Harian Sederhana – Keputusan Badan Pengelola Transportasi Jabodetabek (BPTJ) yang memastikan bahwa Terminal Baranangsiang akan menjadi stasiun akhir Light Rail Transit (LRT) dipertanyakan Wali Kota Bogor Bima Arya.
Padahal sebelumnya, BPTJ telah meminta Pemerintah Kota (Pemkot) Bogor untuk mempersiapkan sarana prasarananya. Namun, Bima menegaskan bahwa Terminal Baranangsiang belum tentu jadi stasiun akhir. “Kata siapa?. Belum ada kepastian soal itu,” kata Bima, Selasa (16/07).
Menurut Bima, saat ini BPTJ tengah mengusulkan beberapa opsi selain di Terminal Baranangsianh dan wilayah Bogor Utara. “Sejauh ini belum ada. Lelang LRT juga baru dilakukan pada Oktober 2019. Itu kan baru usulan dari BPTJ,” tegas politisi PAN itu.
Masih kata Bima, bahwa status hukum Terminal Baranangsiang yang bertipe A saat ini menjadi milik pemerintah pusat, jadi tetap di pusat.
Ia mengaku telah konsultasi dengan Kemenko Maritim di kejaksaan, tapi kesepakatnya kembali diserahkan ke BPTJ.
Sementara itu, Anggota DPRD Fraksi Golkar, Yus Ruswandi mengatakan bahwa wajar apabila Walikota Bogor kurang sepakat apabila stasiun akhir LRT berada di Terminal Baranangsiang.
Sebab, saat ini Pemkot Bogor masih ada persoalan kontrak dengan PT PGI selaku pihak yang ditunjuk sebagai pengembang terminal tipe A tersebut.
“Memang kalau dipaksakan disana, bisa saja berujung kepada gugatan.

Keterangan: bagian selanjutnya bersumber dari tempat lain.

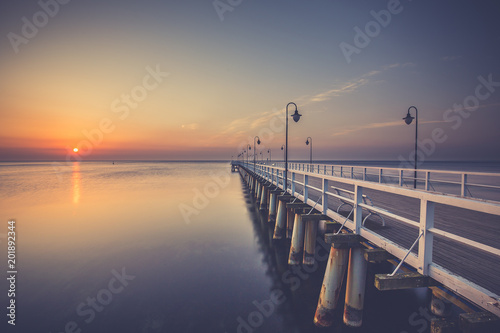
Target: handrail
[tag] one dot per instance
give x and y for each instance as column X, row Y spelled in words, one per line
column 423, row 261
column 458, row 184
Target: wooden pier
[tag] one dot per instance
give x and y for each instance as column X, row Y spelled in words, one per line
column 444, row 240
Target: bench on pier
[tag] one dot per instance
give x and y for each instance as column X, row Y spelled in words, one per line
column 350, row 195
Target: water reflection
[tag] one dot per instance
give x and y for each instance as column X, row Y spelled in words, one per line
column 76, row 182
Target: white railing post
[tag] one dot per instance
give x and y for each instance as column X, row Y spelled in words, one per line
column 325, row 196
column 426, row 242
column 464, row 185
column 358, row 210
column 306, row 189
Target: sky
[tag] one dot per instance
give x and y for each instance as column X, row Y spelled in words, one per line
column 197, row 80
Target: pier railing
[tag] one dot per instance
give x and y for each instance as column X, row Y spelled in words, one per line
column 314, row 188
column 479, row 185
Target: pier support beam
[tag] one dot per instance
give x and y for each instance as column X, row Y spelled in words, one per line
column 403, row 281
column 332, row 284
column 355, row 290
column 280, row 227
column 297, row 246
column 289, row 222
column 311, row 222
column 272, row 206
column 311, row 231
column 259, row 191
column 263, row 199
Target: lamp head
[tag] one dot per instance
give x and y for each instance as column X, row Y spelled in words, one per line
column 408, row 119
column 296, row 116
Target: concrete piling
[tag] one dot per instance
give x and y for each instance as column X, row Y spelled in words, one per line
column 263, row 199
column 296, row 248
column 272, row 206
column 311, row 230
column 279, row 228
column 259, row 191
column 355, row 289
column 332, row 284
column 289, row 222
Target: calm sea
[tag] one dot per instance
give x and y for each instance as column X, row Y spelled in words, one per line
column 160, row 247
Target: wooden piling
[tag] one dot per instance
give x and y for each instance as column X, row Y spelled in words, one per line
column 297, row 246
column 355, row 289
column 332, row 284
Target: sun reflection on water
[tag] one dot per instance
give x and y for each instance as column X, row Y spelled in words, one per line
column 76, row 181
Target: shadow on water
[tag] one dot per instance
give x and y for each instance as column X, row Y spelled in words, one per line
column 400, row 311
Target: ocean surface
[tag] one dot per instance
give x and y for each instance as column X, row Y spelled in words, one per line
column 163, row 247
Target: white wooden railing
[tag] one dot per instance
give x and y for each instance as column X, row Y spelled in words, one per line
column 423, row 262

Karena sampai sekarang kerjasama itu masih berlanjut,” katanya.
Selain itu, berdasarkan Perda Rencana Tata Ruang Wilayah (RTRW), terminal tipe A berada di Tanah Baru, sehingga wajar bila pemkot menginginkan agar stasiun akhir LRT ada di wilayah tersebut.
“Lahannya sudah dipersiapkan disana. Selain itu, di area tersebut juga bisa dibangun Park and ride, yang nantinya juga terhubung dengan BORR,” kata Yus.
Sehingga lanjut Politisi Golkar itu, orang-orang yang ingin ke Jakarta dapat memarkirkan kendaraannya disana, untuk memilih angkutan massal. “Apakah naik LRT atau bus,” pungkasnya.